Does the hospice benefit cover general inpatient care that may be needed as a result of a crisis or an acute episode that cannot be handled in a patient's primary residence?

Yes, if a hospice inpatient admission is necessary for the patient, the hospice team will arrange for the patient's stay in a freestanding hospice facility, a hospital, a nursing home, or other long-term care facility. 

 
 

Is there any relief for loved ones whose responsibility it is to care for the hospice patient?

Caregivers (family members or other loved ones responsible for taking care of the hospice patient,) may, on occasion, need a break, or respite, from daily caregiving.
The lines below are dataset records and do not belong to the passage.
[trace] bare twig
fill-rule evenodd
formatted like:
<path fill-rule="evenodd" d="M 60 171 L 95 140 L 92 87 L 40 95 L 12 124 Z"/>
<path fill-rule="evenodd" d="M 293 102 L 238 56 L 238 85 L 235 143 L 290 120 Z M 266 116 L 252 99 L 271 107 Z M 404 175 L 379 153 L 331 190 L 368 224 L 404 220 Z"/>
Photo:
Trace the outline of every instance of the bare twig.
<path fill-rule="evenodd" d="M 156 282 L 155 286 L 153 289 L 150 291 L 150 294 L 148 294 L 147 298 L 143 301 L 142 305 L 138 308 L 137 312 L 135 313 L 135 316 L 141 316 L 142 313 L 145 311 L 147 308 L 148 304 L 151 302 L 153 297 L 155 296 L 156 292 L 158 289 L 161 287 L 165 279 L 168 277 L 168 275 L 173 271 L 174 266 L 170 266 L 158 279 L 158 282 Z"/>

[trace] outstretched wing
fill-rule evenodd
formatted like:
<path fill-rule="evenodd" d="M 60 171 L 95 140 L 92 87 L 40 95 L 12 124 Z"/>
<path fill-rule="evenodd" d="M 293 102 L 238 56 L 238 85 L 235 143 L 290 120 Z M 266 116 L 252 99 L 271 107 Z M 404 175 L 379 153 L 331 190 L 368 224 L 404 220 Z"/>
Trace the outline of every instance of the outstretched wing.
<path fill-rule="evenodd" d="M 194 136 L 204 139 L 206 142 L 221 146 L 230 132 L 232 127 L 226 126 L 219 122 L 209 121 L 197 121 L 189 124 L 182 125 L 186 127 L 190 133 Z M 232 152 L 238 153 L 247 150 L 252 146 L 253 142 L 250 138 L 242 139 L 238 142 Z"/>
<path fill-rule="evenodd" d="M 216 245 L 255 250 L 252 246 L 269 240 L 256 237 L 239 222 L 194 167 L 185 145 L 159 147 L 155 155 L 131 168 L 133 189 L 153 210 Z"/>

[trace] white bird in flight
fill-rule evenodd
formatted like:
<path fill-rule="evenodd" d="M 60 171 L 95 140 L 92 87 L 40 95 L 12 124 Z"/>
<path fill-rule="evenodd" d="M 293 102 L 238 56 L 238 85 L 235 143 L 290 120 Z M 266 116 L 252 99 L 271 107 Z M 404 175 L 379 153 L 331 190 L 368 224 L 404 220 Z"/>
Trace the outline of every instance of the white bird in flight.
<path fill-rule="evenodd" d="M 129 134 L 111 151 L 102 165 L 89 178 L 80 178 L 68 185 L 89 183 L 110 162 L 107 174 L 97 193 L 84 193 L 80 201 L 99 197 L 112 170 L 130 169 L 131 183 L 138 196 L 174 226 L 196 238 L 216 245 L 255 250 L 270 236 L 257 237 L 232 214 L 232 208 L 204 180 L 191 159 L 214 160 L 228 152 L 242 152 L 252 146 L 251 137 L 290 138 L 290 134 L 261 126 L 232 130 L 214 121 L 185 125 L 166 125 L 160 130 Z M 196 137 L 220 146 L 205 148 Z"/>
To give the caregiver relief, respite care may be provided for up to five days in an approved facility such as a freestanding hospice facility, a hospital, a nursing home or other long-term care facility.

 
 

What is not covered?  The following services are not covered under the Medicare, Medicaid, or insurance Hospice Benefit:

  • Services for conditions unrelated to the terminal illness, or
  • Services for the terminal diagnosis that are not called for in the hospice care plan or arranged for by the hospice program.
     

Care that patients receive under the hospice benefit for their terminal illness must be from an approved hospice program.

 
 

Is a patient's Medicare, Medicaid, or insurance coverage forfeited if hospice care is chosen?  Not at all. A patient retains full coverage for any health care needs not related to the terminal diagnosis, even if the patient elects hospice care. The patient must continue to pay the applicable deductible and coinsurance amounts under their Plan.

 
 

How long can a patient receive hospice care?  Patients can receive hospice care for as long as the physicians continue to recertify the terminal illness.